Help your child to say goodbye to Eagle
Some children spent year or two in Eagle, for many others, Eagle is the only school they ever had. In the last week of the school year, take the time to help your child to say proper goodbye. Take pictures of your child in his favorite places in the school and/or with the staff and teachers he will miss next year. Talk with your child about all the things he might miss in Eagle. Processing these thoughts together could help with ‘moving on’.
Get to know the school’s strengths
If your child has a specific need of any kind, don’t hesitate to connect with teachers or specialists that you think will benefit from learning a bit more about your child before school starts.
Separate your feelings from your child’s feelings
As parents we have our own childhood memories-both good and bad. Try to separate your own fears or concerns from your child’s so that you don’t add fuel to the fire.
Keep a positive focus
As the first day draws near, begin talking to your child about her/his expectations, hopes, and fears for the upcoming school year. Reassure her/him that other children are having the same feelings and that she/he will have a great year.
Prepare the night before
To avoid the morning rush, organize what you can the night before. Prepare clothes and assemble any supplies your child may need. Be sure to get everyone up extra early so you’ll have plenty of time to calmly get ready and get out the door on time.

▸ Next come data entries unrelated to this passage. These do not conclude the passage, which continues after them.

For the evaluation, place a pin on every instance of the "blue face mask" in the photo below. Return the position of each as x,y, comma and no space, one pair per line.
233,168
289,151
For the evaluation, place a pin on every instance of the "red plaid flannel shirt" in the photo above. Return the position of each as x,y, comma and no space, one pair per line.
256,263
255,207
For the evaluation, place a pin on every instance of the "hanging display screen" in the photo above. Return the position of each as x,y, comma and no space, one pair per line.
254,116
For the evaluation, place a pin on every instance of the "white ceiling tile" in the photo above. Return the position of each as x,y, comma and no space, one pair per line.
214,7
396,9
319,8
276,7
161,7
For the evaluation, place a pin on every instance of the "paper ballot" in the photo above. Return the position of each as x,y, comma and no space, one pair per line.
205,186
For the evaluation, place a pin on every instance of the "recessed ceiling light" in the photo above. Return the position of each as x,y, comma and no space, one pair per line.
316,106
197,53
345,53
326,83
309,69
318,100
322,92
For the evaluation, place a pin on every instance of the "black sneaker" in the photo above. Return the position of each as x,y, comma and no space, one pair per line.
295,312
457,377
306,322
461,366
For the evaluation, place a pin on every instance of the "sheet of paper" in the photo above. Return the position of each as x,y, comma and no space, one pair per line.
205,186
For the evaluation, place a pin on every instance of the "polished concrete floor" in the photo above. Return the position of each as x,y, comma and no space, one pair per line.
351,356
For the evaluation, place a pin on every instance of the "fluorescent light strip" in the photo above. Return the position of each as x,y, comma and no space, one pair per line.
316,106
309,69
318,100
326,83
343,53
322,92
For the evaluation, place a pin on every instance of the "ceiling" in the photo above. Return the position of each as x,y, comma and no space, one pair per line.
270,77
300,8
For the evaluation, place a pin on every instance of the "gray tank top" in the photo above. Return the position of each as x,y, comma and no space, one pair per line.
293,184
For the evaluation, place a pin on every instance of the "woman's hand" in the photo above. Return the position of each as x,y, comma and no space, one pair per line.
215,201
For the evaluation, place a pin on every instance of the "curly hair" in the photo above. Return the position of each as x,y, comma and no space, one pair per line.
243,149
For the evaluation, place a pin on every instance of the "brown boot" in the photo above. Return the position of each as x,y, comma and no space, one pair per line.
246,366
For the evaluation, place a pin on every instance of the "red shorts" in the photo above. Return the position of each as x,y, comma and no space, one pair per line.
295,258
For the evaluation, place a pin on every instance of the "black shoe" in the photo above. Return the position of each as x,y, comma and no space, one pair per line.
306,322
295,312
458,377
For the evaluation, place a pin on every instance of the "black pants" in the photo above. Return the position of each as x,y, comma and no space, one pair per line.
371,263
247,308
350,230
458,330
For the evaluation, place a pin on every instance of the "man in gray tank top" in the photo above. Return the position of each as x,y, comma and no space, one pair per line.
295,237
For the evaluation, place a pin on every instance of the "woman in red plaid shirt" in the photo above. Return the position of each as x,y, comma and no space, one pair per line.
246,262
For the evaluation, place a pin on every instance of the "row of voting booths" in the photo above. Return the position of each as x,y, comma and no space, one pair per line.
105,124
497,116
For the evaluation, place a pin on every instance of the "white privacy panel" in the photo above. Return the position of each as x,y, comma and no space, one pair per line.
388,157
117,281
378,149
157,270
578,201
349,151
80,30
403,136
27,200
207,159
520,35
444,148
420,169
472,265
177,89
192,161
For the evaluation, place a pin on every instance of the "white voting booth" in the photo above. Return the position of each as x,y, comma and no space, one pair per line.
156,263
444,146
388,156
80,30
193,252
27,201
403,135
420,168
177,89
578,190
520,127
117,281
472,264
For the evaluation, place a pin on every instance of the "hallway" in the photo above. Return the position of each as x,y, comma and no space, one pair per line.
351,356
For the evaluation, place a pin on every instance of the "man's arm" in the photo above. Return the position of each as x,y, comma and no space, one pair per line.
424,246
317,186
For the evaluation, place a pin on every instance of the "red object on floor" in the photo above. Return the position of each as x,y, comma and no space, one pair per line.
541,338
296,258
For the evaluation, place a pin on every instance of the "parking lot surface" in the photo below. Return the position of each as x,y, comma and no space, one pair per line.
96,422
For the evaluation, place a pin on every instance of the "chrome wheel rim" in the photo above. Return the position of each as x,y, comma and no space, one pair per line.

At the end of the first school days, listen to your child. But don’t ask too many questions. Many teachers are okay with a quick email at the end of the day or week if your child isn’t telling you much about their day. If your child does raise some concerns, ask first if they want you to follow-up with their teacher, attempt to problem solve it together or leave it be.
Arrange visits in Eagle after your child started his new school
Many children will feel supported and empowered in their new school, when they visit their old school where the teachers and staff remember them and be happy to see them again.